There were other stories in the news last week but you had to look hard to find them under the hailstorm of Brexit-related developments. Several of them related to universities and the role they play in society. On Friday, the Sutton Trust released a report on ‘elite’ private schools and access to Oxford and Cambridge. The headline was stark: six private schools, thought to include Eton and Westminster, plus a couple of big state sixth-form colleges, sent more students to ‘Oxbridge’ than three thousand state schools put together. As a measure of education, and wider, inequality, it was almost mind-boggling, and the maps accompanying the report revealed the chasm between admissions to our two oldest universities by local authority. In vast areas of the country, almost no young people progressed to Oxford or Cambridge.
Sir Peter Lampl, Founder and Chair of the Sutton Trust, laid a good deal of the blame for this situation at the door of Oxford and Cambridge, who need, he argues, to rethink their admissions. Although there’s some truth in this, it’s also the case that the so-called ‘top’ public schools’ business models are based on achieving this sort of access. They are very rich, lavishly resourced and in their own terms highly successful: they are giving their customers pretty much what the customers are paying for. There are some other things to be said about the Sutton Trust report. The Sutton Trust is a charity, founded by the hugely successful businessman Lampl, to change life chances by improving access to ‘elite’ universities. The intentions of the Sutton Trust cannot be faulted, but its definitions can sometimes be circular: the Trust is concerned with the gap between social and academic elitism but its definitions of social elitism are often self-referencing; an ‘elite’ university is one that is socially selective, but well-known class differences in attainment mean that there’s no independent measure of academic attainment. It’s arguable that the work of the Sutton Trust, which is well-funded and has an excellent communications team able to get top news billing for its reports, perpetuates the problem as much as combatting it. There are only a limited number of places at Oxford and Cambridge, and in what is essentially hyper-selectivity, inequalities are almost inevitable.

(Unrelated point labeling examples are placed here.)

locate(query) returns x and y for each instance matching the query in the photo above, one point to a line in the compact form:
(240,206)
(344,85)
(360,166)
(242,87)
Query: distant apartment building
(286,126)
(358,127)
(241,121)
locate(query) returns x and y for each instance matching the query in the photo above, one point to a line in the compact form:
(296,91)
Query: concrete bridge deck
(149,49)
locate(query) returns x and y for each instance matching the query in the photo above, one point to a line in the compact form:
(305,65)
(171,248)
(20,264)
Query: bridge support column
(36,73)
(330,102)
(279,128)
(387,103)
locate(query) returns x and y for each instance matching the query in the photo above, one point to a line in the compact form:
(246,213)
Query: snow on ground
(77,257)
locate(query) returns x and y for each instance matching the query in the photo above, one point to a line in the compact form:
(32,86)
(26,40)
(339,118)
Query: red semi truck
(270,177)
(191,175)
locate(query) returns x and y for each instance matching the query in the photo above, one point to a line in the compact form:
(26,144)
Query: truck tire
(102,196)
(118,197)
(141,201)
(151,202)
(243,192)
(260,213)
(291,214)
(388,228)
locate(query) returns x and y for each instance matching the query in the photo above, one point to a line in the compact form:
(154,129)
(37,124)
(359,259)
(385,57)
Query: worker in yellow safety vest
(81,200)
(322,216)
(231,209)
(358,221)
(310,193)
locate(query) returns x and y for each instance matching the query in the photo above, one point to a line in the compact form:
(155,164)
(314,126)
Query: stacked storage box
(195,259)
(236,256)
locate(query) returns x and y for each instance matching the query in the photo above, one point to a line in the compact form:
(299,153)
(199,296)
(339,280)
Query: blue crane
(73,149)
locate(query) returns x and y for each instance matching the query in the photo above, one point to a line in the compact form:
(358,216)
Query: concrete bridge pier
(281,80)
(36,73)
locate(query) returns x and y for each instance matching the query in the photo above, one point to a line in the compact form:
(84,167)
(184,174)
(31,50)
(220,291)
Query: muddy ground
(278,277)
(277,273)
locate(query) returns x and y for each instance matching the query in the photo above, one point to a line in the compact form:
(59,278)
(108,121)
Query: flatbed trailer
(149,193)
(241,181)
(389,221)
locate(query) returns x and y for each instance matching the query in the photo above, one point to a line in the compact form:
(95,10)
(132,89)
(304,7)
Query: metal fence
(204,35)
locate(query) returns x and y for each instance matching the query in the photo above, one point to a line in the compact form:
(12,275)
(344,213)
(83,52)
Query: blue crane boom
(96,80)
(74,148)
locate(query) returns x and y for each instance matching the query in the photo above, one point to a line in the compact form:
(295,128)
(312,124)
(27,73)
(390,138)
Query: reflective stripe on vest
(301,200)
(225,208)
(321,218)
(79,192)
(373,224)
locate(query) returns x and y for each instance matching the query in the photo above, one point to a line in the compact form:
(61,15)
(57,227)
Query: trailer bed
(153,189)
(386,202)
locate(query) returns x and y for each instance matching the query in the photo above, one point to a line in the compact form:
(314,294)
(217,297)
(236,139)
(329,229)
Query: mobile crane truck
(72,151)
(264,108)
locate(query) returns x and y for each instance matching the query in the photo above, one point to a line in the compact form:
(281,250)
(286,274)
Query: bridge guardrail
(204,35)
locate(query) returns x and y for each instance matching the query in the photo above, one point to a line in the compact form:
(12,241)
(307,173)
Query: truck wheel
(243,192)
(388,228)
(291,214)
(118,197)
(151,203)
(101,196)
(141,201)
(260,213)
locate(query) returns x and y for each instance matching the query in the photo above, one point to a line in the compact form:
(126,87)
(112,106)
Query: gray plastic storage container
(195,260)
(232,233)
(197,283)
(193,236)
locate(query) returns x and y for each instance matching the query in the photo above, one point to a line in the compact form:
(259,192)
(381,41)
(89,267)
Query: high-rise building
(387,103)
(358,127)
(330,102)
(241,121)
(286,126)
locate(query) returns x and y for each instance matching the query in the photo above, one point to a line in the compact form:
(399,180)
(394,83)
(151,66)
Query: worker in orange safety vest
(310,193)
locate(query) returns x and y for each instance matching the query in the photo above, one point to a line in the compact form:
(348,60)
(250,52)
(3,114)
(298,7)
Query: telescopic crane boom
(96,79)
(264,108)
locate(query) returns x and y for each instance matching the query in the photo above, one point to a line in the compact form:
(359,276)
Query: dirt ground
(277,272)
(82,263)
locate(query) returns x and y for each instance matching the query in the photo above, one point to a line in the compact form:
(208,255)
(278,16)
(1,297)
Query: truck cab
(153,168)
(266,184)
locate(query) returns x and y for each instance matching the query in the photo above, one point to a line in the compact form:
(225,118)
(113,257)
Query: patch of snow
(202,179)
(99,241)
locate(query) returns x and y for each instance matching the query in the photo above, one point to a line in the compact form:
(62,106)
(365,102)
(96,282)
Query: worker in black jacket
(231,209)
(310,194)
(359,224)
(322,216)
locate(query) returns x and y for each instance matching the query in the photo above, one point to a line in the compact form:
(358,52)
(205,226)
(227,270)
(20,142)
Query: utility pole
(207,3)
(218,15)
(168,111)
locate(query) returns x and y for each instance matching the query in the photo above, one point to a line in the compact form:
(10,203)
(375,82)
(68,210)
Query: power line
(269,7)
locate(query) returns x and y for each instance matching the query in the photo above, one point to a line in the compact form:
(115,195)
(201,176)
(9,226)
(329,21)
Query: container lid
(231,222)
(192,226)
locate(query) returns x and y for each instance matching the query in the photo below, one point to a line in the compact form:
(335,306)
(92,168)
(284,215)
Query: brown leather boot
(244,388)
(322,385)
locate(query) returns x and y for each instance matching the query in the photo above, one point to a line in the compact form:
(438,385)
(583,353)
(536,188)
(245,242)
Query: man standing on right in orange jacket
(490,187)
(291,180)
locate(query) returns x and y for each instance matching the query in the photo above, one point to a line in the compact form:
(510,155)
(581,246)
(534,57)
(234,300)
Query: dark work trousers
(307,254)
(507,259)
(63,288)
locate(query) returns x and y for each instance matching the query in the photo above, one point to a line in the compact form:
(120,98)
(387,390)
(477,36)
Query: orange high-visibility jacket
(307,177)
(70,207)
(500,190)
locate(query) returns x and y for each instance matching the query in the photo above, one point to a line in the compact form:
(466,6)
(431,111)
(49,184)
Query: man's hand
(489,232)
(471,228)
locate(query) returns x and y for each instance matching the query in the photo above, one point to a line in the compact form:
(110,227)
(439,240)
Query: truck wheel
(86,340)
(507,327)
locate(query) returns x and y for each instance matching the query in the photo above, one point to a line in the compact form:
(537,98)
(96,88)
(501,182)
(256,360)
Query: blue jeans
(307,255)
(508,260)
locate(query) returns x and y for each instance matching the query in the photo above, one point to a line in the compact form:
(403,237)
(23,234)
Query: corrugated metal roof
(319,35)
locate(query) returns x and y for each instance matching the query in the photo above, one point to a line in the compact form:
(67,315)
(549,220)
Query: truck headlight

As it happened, the day before the Sutton Trust report was released, I was a participant, with a small number of other vice-chancellors, in a small round table discussion on universities and social mobility with the Secretary of State for Education. This discussion picked up on something else: the release, about a week earlier, of a report on labour market returns on undergraduate degrees, built on the so-called LEO dataset. LEO – Longitudinal Educational Outcomes – is based on linking HMRC tax data to educational data sets and enables researchers and policy-makers to look, over time, at earnings trajectories based on universities attended, subjects studied and so on. LEO tells us four main things. The first is that there is little gender gap in graduate earnings until large numbers of graduates have children, at which point a large gender gap opens which seems extremely difficult to close. The second is that there are sharp differences in earnings by subject – graduates in medicine and economics do particularly well. The third is that whilst there are differences by university, they are relatively slight compared to subject differences, except where those subject differences interact with hyper-social selectivity. This is quite a complicated point and perhaps worth explaining: economics graduates from Oxford, Cambridge or the LSE do very well indeed financially, but there’s little difference between economics graduates from other universities. A different example might make the point. On my reading of LEO, graduates from Sheffield Hallam – a northern, comprehensive university – have slightly stronger, but essentially comparable earnings to Exeter, a southern, Russell Group university. The fourth thing LEO tells us is one you may have guessed: social and economic inequalities students bring into university are highly influential in long-term outcomes.
The discussion with the minister was wide-ranging and open. We talked about the importance of work experience and of universities building confidence and ‘social capital’. The latter is a complicated term, and not, I suspect, always used with precision, but generally refers to social confidence, networks and comfort in new or challenging social environments. We talked about the challenges facing first-generation entrants to higher education and especially those working to fund their studies. We talked about the importance of widening aspirations and creating opportunities: all things we have prioritised at Sheffield Hallam, and at which we need to continue to work.